No era el de Valeria.
Era el de Sebastián.
Dentro del salón, seguía levantando su copa mientras los invitados aplaudían su ascenso.
—Gracias por confiar en mí. Esta nueva etapa llevará a Grupo Horizonte a un nivel sin precedentes.
Los aplausos estallaron.
Entonces su director financiero se acercó corriendo hasta el escenario.
Tenía el rostro completamente desencajado.
—Señor… tenemos un problema.
Sebastián sonrió con molestia.
—No ahora.
—Tiene que ser ahora.
Le acercó el teléfono.
Sebastián escuchó durante apenas diez segundos.
La sonrisa desapareció.
—¿Qué significa que todas las líneas de crédito fueron suspendidas?
El silencio comenzó a extenderse por el salón.
Los inversionistas dejaron de conversar.
El presidente del consejo frunció el ceño.
—El fideicomiso que respaldaba nuestras garantías acaba de congelar todos los desembolsos.

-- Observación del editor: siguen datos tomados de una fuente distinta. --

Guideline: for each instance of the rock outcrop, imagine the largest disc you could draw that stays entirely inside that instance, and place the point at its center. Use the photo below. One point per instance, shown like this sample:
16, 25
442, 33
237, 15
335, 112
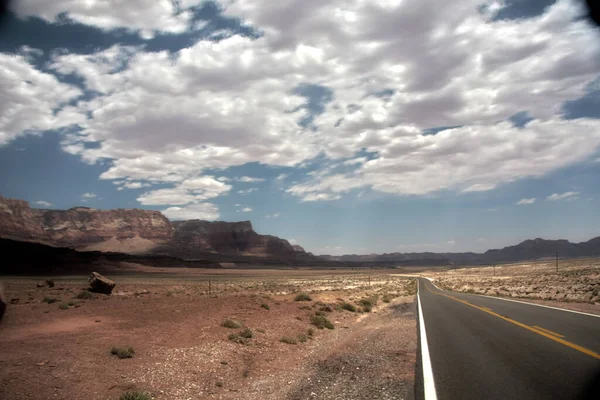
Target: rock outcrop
17, 220
135, 231
227, 238
82, 228
100, 284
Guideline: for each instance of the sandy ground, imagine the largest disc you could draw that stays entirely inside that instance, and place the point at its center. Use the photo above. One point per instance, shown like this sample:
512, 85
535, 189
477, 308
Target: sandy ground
173, 322
575, 286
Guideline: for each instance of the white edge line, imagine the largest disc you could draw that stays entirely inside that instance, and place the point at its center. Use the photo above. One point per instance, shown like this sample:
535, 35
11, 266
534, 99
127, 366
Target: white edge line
428, 382
522, 302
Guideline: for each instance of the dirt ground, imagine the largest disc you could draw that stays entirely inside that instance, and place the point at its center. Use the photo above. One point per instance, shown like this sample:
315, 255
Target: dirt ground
173, 321
575, 286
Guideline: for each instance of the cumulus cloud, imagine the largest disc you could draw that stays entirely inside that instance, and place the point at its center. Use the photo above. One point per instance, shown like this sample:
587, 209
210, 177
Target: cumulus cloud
274, 215
166, 118
563, 196
247, 191
480, 187
192, 190
132, 185
249, 179
204, 211
30, 99
526, 201
146, 16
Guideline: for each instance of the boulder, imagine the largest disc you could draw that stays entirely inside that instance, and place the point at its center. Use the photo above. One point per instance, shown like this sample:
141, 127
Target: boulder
45, 283
100, 284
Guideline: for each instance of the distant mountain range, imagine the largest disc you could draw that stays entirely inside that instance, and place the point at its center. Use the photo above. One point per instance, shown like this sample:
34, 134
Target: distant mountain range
528, 250
144, 236
145, 232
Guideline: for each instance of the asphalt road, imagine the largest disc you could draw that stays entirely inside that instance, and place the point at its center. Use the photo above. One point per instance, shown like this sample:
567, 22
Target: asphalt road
487, 348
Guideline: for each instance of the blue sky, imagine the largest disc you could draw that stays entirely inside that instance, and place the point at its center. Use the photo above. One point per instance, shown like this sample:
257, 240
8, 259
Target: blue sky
344, 126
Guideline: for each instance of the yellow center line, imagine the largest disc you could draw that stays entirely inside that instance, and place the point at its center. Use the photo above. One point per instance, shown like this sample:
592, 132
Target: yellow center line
539, 331
548, 331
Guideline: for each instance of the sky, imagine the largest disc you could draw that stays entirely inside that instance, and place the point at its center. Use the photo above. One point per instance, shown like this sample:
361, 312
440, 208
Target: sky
345, 126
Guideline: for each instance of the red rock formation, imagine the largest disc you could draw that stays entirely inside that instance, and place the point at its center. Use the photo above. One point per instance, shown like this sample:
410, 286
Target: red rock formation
227, 238
136, 231
84, 228
81, 226
17, 220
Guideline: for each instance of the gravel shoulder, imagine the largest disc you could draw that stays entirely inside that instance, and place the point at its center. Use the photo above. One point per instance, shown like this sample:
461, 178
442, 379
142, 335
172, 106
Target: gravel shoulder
62, 349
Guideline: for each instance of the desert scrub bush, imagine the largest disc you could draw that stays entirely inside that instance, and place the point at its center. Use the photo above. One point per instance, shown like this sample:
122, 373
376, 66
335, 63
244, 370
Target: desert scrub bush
366, 304
135, 396
246, 333
231, 324
326, 308
288, 340
302, 297
84, 295
321, 322
411, 288
122, 352
237, 338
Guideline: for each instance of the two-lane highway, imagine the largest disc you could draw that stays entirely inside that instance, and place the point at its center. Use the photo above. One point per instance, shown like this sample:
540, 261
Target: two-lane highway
487, 348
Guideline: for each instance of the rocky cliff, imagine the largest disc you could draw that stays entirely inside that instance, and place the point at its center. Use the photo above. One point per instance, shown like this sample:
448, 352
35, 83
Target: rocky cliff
527, 250
141, 232
226, 238
17, 220
82, 228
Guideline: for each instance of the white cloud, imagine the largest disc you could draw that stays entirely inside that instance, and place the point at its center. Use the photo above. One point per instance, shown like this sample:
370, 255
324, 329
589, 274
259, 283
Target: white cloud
249, 179
563, 196
204, 211
526, 201
167, 118
274, 215
192, 190
133, 185
30, 98
247, 191
320, 197
147, 16
480, 187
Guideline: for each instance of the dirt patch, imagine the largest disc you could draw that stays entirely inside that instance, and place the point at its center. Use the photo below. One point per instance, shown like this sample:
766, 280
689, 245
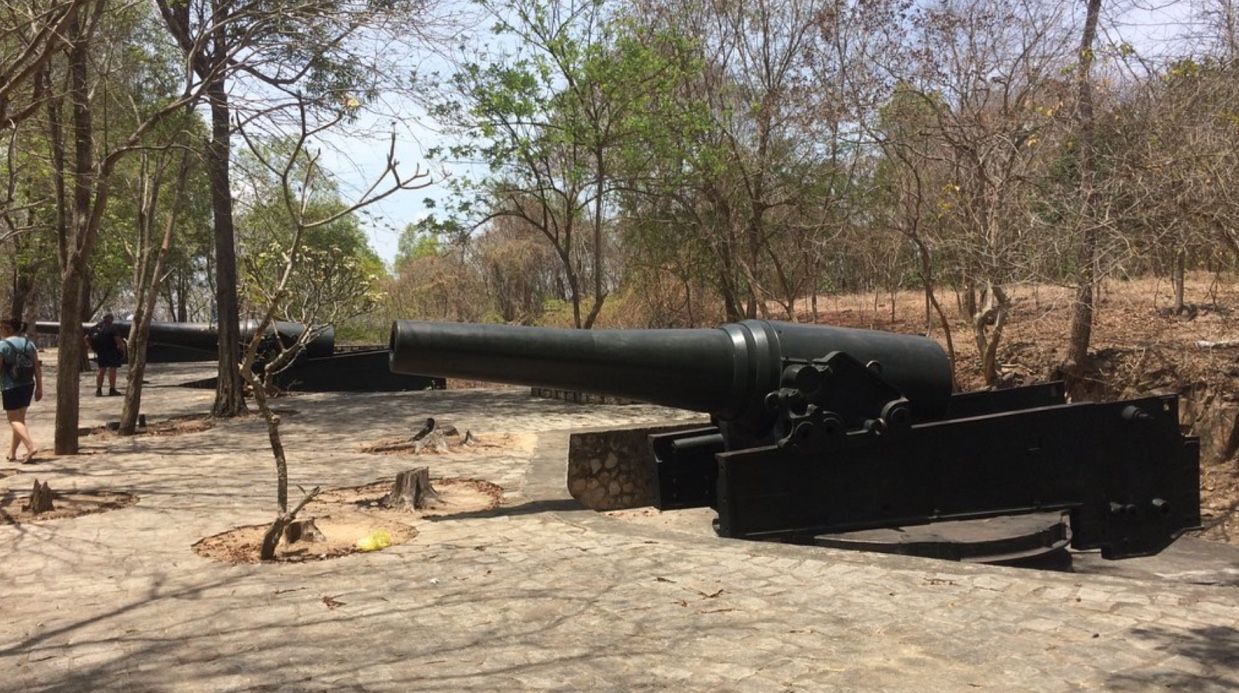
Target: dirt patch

Sebastián negó con incredulidad.
—Eso es imposible.
Soy el director general.
—No, señor.
La voz del otro lado sonó firme.
—Usted administra la empresa.
Pero el fideicomiso pertenece a otra persona.
En ese instante llegó un segundo aviso.
Los bancos suspendían temporalmente las operaciones superiores a diez millones de dólares.
Después llegó un tercero.
La emisión de bonos prevista para esa noche quedaba cancelada.
Y un cuarto.
Tres inversionistas internacionales abandonaban inmediatamente la negociación.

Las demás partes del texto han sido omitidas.